After two tourniquets and several hours and many litres of four types of drips, I was pronounced uninvestigable in that small but I have to say, extremely loving part of the world, and a plane was ordered for my transportation back to civilisation aka Glasgow (stop laughing) where all possible tests would be put at my or at least the doctor's disposal.

All hail Rab and Gus who returned and were two of a party of many helpers accompanying me back to the ambulance. On we went to Machrihanish and the plane. Gus and Rab have to be named and so does Kate the nurse who attended me in Campbeltown with such quiet kindness and efficiency. These three were superlative. I’m saying superlative because you can insert your own. Nothing I’ve come up with matches these people and their care and gentleness in the delivery of a system of care which in itself is of necessity pretty alarming. Kindness, I have concluded, is the most healing thing of all.

The plane was narrower than a double bed and had a teeny little door.

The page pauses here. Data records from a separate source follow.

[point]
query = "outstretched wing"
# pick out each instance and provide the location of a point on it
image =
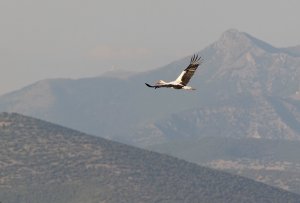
(152, 86)
(187, 74)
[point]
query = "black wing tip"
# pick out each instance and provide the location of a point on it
(151, 85)
(196, 59)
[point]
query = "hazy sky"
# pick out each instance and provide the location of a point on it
(84, 38)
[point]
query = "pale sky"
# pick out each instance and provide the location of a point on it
(84, 38)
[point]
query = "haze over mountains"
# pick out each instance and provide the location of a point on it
(243, 78)
(41, 163)
(247, 92)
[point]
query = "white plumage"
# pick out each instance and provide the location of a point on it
(183, 79)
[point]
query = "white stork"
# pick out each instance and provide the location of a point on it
(183, 79)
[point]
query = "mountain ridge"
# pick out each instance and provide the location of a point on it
(45, 162)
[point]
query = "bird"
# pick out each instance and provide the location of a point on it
(183, 79)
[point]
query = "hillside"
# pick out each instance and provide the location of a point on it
(274, 162)
(42, 162)
(242, 77)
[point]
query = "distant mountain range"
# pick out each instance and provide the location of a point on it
(41, 163)
(247, 89)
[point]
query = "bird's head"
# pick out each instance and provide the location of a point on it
(160, 82)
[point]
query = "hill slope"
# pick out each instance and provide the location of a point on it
(239, 72)
(42, 162)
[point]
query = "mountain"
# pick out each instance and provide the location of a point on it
(42, 162)
(245, 86)
(247, 90)
(274, 162)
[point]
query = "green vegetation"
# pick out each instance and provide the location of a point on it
(42, 162)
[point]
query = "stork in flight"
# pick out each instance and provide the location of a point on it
(183, 79)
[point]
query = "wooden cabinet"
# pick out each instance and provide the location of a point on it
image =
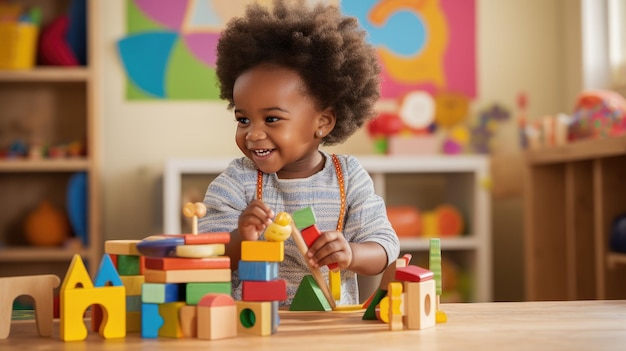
(424, 182)
(50, 105)
(572, 195)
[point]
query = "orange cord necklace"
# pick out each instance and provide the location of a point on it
(342, 190)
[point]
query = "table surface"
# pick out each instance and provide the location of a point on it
(572, 325)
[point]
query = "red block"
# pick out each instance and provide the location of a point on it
(273, 290)
(413, 274)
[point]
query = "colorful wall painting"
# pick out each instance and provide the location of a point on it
(423, 44)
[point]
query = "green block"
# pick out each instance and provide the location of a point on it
(195, 291)
(370, 312)
(128, 265)
(309, 297)
(304, 218)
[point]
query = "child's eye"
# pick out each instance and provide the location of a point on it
(242, 120)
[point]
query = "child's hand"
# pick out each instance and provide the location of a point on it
(254, 219)
(330, 247)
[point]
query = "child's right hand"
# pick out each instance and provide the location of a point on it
(254, 219)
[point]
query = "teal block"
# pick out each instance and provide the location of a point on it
(258, 270)
(128, 265)
(160, 292)
(151, 320)
(133, 303)
(107, 274)
(304, 218)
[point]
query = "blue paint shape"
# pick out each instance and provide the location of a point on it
(145, 57)
(107, 273)
(404, 33)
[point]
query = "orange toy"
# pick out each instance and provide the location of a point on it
(405, 220)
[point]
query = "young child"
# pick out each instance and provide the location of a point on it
(298, 78)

The transfer was done outdoors (thank the heavens for being kind) and via a conveyor belt type of contraption which afterwards refused to shrink and behave and get into the limited space inside. Ho hum and all this time I’m wired up and strapped up, and Rab and Gus and various others are telling jokes outside.

Arriving in the A & E of a large hospital in Glasgow I was suddenly very alone. Everyone was helpful enough, but there were no extra miles. I was however checked out and made well enough to check out of the hospital by the following evening, which was after all the purpose and best outcome. The extra mile I observed was delivered with absolute compassion and understatement by a male nurse called Gerry to Agnes the elderly lady in the bed next to mine who was coaxed through all the indignities of her illness with profound gentleness and was an absolute joy to overhear. All hail Gerry too.

I must add that I’m fine now but tired and have been told to REST and RECUPERATE and given the fine state of the weather who would argue?


Tuesday 13 March 2012

Mavis's Videos

Today is the 71st anniversary of the Clydebank Blitz. In fact as I sit here just after seven in the evening the sirens would perhaps already have gone off and people would be more of less ignoring them because for some reason few people thought Clydebank would be a target. This always strikes me as very odd given the quantity of war industry going on in Clydebank at the time. But I suppose it was a long time coming.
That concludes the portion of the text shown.